In terms of numerical results, the authors demonstrate that their methods allow a quadruped robot to complete the Barkour course at half the average speed of small dogs, reaching an agility score of 0.91 in certain instances, whilst dogs achieve a full score. This suggests promising advancement, albeit indicating room for further enhancements to achieve true animal-level agility. The specialists demonstrate specific proficiency; for example, the walking policy succeeds consistently in complex environments, yet the jumping policy, a notably challenging task due to the combination of power and precision required, achieves success only 38% of the time.

The implications of this research are notable in both theoretical methodology and practical application. For robotics research, the Barkour benchmark offers a standardized metric to compare future controllers and hardware, spurring further innovations toward achieving biomimetic agility in robots. Practically, success in such benchmarks could translate to improved efficacy in service robots navigating dynamic, unpredictable terrains.

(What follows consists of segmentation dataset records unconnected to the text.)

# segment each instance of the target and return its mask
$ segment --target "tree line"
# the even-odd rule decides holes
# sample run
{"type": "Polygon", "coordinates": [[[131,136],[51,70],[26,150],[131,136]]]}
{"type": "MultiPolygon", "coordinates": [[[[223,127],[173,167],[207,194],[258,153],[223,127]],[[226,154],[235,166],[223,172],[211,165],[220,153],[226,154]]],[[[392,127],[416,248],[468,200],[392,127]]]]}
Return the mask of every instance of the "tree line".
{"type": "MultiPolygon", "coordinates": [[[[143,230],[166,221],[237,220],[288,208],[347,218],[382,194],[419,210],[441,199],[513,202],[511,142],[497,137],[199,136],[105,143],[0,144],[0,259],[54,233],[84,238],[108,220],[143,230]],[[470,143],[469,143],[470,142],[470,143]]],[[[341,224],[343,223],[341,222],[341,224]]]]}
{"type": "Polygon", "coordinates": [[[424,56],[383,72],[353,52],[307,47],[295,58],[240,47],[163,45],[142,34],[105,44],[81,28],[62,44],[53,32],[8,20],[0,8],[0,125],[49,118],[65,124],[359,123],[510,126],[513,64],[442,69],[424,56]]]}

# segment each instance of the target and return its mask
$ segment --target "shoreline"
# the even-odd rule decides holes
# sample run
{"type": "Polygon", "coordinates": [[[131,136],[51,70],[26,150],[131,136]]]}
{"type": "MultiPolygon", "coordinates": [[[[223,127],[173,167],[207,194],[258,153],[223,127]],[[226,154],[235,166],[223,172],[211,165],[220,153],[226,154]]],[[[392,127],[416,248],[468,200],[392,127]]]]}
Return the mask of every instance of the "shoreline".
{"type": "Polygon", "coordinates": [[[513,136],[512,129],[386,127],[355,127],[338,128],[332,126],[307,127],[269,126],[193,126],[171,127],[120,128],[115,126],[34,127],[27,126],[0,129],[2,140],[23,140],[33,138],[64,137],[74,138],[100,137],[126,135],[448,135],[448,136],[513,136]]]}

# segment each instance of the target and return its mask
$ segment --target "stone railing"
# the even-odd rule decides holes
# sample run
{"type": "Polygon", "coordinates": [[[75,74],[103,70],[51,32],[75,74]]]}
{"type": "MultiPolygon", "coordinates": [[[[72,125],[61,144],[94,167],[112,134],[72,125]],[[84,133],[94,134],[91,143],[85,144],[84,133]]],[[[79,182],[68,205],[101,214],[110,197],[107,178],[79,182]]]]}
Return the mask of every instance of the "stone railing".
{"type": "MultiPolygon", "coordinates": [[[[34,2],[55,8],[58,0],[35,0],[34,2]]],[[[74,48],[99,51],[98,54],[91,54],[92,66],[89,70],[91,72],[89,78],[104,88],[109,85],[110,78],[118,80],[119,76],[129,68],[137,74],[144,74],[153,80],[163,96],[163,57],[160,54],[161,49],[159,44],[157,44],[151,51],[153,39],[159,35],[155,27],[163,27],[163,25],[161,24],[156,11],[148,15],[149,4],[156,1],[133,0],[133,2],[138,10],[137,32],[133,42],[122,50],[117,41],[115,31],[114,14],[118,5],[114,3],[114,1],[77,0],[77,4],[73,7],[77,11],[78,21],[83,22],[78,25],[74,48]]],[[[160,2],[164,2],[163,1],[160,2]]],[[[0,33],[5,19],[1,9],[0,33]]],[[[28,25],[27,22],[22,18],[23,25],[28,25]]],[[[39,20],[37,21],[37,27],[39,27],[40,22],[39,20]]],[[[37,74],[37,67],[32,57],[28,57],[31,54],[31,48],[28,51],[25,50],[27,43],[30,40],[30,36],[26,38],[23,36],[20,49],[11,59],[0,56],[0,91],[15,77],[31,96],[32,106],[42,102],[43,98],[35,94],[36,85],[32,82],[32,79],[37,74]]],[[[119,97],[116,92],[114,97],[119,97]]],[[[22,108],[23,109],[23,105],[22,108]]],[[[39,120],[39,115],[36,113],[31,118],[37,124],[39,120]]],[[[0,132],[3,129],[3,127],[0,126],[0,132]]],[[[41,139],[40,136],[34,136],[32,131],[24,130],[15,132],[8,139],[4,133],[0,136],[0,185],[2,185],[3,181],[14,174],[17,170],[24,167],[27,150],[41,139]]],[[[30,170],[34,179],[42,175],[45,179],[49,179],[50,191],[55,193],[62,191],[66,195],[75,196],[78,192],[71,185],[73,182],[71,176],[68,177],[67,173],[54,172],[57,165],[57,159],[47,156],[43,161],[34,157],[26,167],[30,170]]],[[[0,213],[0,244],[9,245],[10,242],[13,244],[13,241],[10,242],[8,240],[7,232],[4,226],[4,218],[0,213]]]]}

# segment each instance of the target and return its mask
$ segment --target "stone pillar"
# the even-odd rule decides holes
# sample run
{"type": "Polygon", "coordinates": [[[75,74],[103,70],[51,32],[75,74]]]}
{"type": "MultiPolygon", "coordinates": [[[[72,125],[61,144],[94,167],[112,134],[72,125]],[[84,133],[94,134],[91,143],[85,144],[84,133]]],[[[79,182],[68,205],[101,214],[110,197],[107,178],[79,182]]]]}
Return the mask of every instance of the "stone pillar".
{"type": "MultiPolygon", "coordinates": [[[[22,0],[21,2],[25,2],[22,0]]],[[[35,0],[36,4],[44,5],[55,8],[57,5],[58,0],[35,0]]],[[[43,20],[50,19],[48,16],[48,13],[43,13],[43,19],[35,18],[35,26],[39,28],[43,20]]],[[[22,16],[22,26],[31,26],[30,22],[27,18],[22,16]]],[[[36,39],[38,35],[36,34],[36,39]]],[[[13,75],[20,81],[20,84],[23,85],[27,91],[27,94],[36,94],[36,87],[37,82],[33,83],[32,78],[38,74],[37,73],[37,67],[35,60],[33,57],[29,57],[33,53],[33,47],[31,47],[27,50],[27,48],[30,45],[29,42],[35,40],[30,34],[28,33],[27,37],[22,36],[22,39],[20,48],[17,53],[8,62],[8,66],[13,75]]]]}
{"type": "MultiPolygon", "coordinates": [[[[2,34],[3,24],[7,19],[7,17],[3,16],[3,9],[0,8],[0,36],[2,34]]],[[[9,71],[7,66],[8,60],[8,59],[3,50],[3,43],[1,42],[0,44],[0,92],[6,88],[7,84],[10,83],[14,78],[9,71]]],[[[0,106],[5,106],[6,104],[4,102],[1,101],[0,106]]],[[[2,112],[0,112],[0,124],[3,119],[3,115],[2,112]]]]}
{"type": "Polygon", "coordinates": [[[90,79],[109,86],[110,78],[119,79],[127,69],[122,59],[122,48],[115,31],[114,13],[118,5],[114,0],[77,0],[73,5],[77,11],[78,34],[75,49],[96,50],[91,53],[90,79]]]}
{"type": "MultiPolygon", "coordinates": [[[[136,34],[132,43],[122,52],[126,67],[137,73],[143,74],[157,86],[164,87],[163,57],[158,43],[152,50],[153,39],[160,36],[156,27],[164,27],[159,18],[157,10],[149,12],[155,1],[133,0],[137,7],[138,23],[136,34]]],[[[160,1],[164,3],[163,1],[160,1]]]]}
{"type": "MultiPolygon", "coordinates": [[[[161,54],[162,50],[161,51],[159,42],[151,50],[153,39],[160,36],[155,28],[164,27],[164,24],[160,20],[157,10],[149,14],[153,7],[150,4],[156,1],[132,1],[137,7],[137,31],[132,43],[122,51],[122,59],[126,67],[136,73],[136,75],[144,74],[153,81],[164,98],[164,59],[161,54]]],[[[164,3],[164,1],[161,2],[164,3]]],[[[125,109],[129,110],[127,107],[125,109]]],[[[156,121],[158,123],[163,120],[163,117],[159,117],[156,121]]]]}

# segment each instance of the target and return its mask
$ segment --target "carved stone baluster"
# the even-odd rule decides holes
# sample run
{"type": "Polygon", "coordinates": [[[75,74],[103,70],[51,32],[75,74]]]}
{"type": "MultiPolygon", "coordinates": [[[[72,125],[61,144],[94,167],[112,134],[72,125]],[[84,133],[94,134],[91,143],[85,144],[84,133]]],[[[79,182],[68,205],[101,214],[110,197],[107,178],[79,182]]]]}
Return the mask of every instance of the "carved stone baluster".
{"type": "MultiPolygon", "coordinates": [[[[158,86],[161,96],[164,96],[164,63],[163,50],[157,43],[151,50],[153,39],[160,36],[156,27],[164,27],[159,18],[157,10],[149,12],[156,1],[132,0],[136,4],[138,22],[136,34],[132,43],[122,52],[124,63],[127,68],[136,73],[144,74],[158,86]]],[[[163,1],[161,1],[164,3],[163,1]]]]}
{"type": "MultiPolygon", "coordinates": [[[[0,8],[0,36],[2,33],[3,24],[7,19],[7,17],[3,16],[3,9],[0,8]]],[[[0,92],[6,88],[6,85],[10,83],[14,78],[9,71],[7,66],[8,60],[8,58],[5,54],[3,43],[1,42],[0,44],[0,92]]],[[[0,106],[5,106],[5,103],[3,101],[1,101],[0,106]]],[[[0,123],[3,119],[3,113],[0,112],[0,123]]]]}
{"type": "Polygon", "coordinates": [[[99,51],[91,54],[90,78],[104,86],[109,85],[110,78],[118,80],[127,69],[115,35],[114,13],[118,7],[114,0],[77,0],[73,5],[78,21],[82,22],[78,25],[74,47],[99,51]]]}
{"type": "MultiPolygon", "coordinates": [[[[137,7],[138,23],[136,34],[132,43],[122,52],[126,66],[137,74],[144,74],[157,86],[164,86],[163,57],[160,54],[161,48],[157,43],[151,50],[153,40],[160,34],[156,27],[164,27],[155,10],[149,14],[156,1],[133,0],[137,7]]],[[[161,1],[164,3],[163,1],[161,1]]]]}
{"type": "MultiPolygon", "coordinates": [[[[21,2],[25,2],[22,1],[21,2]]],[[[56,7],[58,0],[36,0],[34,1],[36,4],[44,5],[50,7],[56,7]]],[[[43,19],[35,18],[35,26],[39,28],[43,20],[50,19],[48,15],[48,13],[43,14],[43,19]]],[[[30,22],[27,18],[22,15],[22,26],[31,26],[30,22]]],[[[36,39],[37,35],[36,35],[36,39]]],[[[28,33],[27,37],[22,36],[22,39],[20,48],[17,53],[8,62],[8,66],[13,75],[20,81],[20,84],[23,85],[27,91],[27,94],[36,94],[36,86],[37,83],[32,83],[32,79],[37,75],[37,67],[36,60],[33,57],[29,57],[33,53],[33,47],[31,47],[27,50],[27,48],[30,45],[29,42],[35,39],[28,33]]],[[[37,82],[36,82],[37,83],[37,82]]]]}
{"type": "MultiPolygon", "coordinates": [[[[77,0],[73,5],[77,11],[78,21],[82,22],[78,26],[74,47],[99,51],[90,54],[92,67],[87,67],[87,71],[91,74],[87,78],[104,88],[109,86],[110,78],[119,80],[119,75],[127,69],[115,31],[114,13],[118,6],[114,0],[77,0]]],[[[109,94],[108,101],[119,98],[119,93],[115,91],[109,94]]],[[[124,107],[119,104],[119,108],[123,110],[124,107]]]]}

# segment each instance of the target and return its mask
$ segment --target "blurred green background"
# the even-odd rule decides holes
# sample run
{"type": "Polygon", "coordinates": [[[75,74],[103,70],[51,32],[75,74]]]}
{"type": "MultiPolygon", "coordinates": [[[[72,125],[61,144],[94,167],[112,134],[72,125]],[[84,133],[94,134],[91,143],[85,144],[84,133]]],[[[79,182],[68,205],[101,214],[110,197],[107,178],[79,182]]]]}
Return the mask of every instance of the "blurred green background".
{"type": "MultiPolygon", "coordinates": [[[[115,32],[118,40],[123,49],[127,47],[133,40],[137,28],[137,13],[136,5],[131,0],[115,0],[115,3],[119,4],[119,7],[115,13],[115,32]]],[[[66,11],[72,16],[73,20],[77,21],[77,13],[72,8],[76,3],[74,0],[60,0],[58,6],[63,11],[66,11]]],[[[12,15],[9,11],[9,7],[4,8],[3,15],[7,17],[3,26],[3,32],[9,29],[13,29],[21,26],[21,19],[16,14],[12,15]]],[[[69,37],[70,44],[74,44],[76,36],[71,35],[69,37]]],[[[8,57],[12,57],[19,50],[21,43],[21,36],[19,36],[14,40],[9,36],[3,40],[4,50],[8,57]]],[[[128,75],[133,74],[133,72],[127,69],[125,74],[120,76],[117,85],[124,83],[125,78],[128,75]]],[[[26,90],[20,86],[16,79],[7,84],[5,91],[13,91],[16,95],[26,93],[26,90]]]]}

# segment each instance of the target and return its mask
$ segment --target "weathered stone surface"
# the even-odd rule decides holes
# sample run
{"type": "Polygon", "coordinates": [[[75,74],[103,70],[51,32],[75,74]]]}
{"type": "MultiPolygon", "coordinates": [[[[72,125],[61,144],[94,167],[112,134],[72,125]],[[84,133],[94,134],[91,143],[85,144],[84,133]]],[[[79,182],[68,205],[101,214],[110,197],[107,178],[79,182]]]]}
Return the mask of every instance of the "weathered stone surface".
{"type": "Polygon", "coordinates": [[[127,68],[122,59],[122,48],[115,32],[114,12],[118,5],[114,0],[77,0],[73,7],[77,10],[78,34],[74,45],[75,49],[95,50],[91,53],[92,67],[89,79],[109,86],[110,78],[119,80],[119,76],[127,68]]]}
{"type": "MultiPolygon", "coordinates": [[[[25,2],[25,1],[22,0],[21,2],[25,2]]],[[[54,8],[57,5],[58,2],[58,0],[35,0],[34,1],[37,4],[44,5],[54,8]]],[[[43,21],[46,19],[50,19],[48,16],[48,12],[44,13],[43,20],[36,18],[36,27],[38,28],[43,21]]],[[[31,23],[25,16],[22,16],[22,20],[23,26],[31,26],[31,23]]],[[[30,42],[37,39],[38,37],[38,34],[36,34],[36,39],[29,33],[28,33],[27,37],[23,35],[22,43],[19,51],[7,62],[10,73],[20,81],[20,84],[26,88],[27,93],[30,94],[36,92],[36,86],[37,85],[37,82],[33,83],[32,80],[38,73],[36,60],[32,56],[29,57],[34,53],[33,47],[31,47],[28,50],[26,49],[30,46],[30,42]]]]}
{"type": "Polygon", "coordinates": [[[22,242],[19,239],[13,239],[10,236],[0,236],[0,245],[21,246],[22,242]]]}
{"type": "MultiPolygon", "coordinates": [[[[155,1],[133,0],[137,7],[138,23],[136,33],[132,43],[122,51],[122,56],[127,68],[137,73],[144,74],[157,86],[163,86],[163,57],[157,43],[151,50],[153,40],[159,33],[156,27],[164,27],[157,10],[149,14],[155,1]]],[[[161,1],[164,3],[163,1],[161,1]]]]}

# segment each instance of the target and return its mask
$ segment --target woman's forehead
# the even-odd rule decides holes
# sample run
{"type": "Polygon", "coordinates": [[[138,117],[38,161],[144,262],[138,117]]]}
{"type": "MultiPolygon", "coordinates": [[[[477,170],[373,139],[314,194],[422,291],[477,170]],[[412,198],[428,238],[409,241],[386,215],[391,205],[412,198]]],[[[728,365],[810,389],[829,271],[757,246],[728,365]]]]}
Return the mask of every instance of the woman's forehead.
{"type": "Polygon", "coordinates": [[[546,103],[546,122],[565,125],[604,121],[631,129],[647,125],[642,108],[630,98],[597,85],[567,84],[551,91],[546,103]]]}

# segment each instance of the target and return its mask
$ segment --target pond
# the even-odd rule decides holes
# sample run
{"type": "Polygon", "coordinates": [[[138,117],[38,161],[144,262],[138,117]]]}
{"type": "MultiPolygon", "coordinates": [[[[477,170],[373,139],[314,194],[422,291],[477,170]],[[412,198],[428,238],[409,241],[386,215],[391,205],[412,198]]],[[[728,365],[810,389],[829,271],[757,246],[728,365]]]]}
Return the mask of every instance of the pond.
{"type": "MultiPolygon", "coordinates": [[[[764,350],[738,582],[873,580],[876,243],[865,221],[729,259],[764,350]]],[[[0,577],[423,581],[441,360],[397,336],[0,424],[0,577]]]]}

In future directions, the paper highlights the potential removal of reliance on external positional data by adopting on-board sensors exclusively, enhancing real-world application potential. Additionally, examining the impacts of hardware innovations alongside algorithmic improvements presents an exciting avenue for closing the agility gap between robots and their animal counterparts.

In conclusion, this work establishes a clear, measurable path toward enhancing quadruped robot agility, offering standardized benchmarks essential for technological evolution in legged robotics. Through iterative enhancements grounded on such benchmarks, the robotics community stands well-positioned to make strides toward robots that exhibit movement capabilities analogous to living creatures, thus broadening the scope and utility of legged robots across various domains.